5 Art Pieces That Were Lost During World War 2

World War 2 was the biggest conflict in history, encompassing the entire world, killing millions, displacing millions more, and seeing the very worst that humanity has to offer. But among all of this, another tragedy unfolded after it was discovered that some truly important pieces of artwork were lost and have yet to be recovered, or were completely destroyed forever.

When the Nazi regime began building up steam in Europe, they began to conquer many of the art capitals of the world, including the city of Paris, which contained thousands of priceless pieces of art. While much of it had initially been carried away to safety, all the rest was taken by the Nazis and locked away from the world.
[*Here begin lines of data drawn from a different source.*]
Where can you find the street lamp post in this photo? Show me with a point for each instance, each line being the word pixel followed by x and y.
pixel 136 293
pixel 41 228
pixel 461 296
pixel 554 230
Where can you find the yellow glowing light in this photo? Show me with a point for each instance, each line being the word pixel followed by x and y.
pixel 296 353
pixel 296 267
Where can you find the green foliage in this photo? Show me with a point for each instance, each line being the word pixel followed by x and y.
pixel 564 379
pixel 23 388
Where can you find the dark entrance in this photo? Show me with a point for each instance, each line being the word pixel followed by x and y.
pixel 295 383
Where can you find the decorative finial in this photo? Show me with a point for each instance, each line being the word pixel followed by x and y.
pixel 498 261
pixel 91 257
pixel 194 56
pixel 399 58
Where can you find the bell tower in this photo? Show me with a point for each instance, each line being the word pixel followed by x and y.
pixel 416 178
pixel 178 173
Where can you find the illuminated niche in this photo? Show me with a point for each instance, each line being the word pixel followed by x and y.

While almost all of it has since been recovered, some pieces have yet to be found. The Allies destroyed many of them accidentally, often during bombing raids on transport vehicles or vaults.

1. Portrait of a Young Man, Raphael

It was Poland’s most prized piece of art before being lost during the assault of the country, and was taken from the Czartoryski’s family collection in Krakow. It was reported missing at the end of the year, and while there have been some rumours that it was found in a Swiss bank vault, we’ve yet to see it emerge to the public.

2. Painter on His Way to Work, Vincent Van Gogh

Much of Van Gogh’s work has been lost over the years, and while we’ve managed to recover most of his collection, a few pieces have lost. This piece was originally taken by the Nazis, and was subsequently lost when they came under Allied bomb attack in the town of Magdeburg. The only reason we know it exists today is because of a number of recreations that were made before it went missing.

3. The Amber Room, Andreas Schluter

This world-famous chamber was decorated in panels of gold leaf and mirrors, and was located in the Catherine Palace of Tsarskoye Selo, Saint Petersburg. To own this piece today you’d have to have won really big with AFL premiership betting as it would be worth a small fortune. Constructed during the 1700’s, the Palace was looted by an army group north of Germany and was brought back to Konigsberg for reconstruction. The whereabouts of the chamber are still unknown.

4. An Angel, Rembrandt van Rijn

Before the Nazis invaded in 1943, this piece was being stored in a French château in the countryside. It was then set aside to be added to Hitler’s planned museum later on, but was lost along with 162 other pieces.

5. The Stone Breaker, Gustave Courbet

The Stone Breakers was created by Gustave Courbet in 1849, and depicts two men mining for ore. The painting was stolen by Nazis and loaded into a transport truck that was headed for the castle of Konigstein, where it would be added to a collection of 154 other pieces. Allied forces bombed the truck during the transportation, and the painting was destroyed.